This study uses the public controversy that erupted around the research partnership between the University of California, Berkeley and British Petroleum founding the Energy Biosciences Institute as an entry point into a three-part analysis in the sociology of knowledge, broadly defined. A systematic reconstruction of the controversy and review of existing scholarship on changes in the American science regime, transformation of public research universities and the politics of emerging technologies indicate that both lay and scholarly accounts on these related phenomena can be organized roughly under two headings. Under one heading, observers draw on an implicit or explicit attachment to the Enlightenment ideal of reason to wage critiques that are not adequately attentive to the conditions of production of science and technology. Under the other, observers offer detailed accounts of university-industry research relations, changes in universities and developments in technoscience, but without adequate critique.

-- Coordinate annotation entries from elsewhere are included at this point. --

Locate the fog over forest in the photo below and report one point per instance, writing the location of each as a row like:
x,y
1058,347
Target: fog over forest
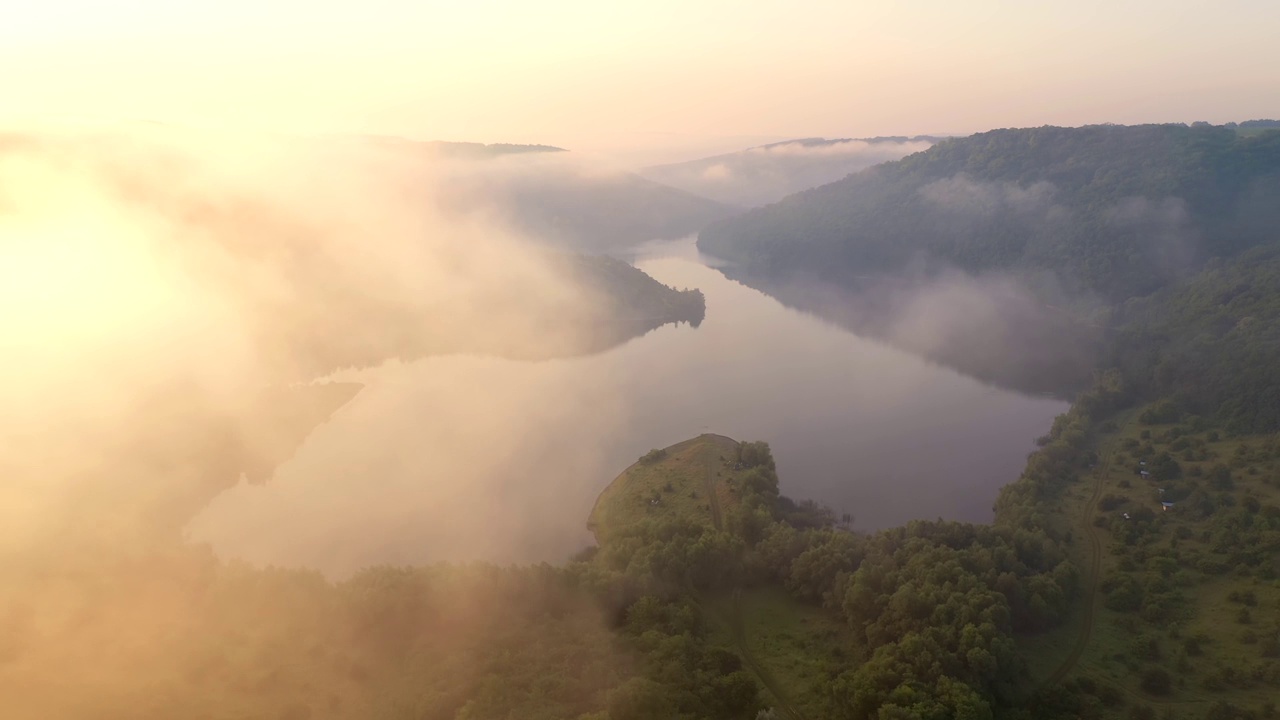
x,y
639,360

To move beyond this impasse, I propose to resuscitate Robert K. Merton’s proposal to theorize science as an institution in relation to its societal context, but dispense with the idea of “relative autonomy” that informs both his and Pierre Bourdieu’s theories of science. Taking the Energy Biosciences Institute as a signpost for key forces shaping science and technology today, I argue that the production of reliable knowledge is strongly interdependent with economic capital and technology, and that this interdependence renders the stipulation of autonomy obsolete. Combining this argument with insights from science and technology studies regarding (i) the variety of products of research, (ii) the dissolution of the boundary between science and technology; and (iii) how technoscience is inherently political, I argue that it is the nature of associations and engagements that shapes science’s perils and promise for different constituencies. In this framework, the basis for critique is no longer the loss of autonomy, but the lack of democracy resulting from inequalities of various forms of capital. This proposed shift in the basis of critique helps advance the definition and defense of the public interest in debates on universities and on technoscience.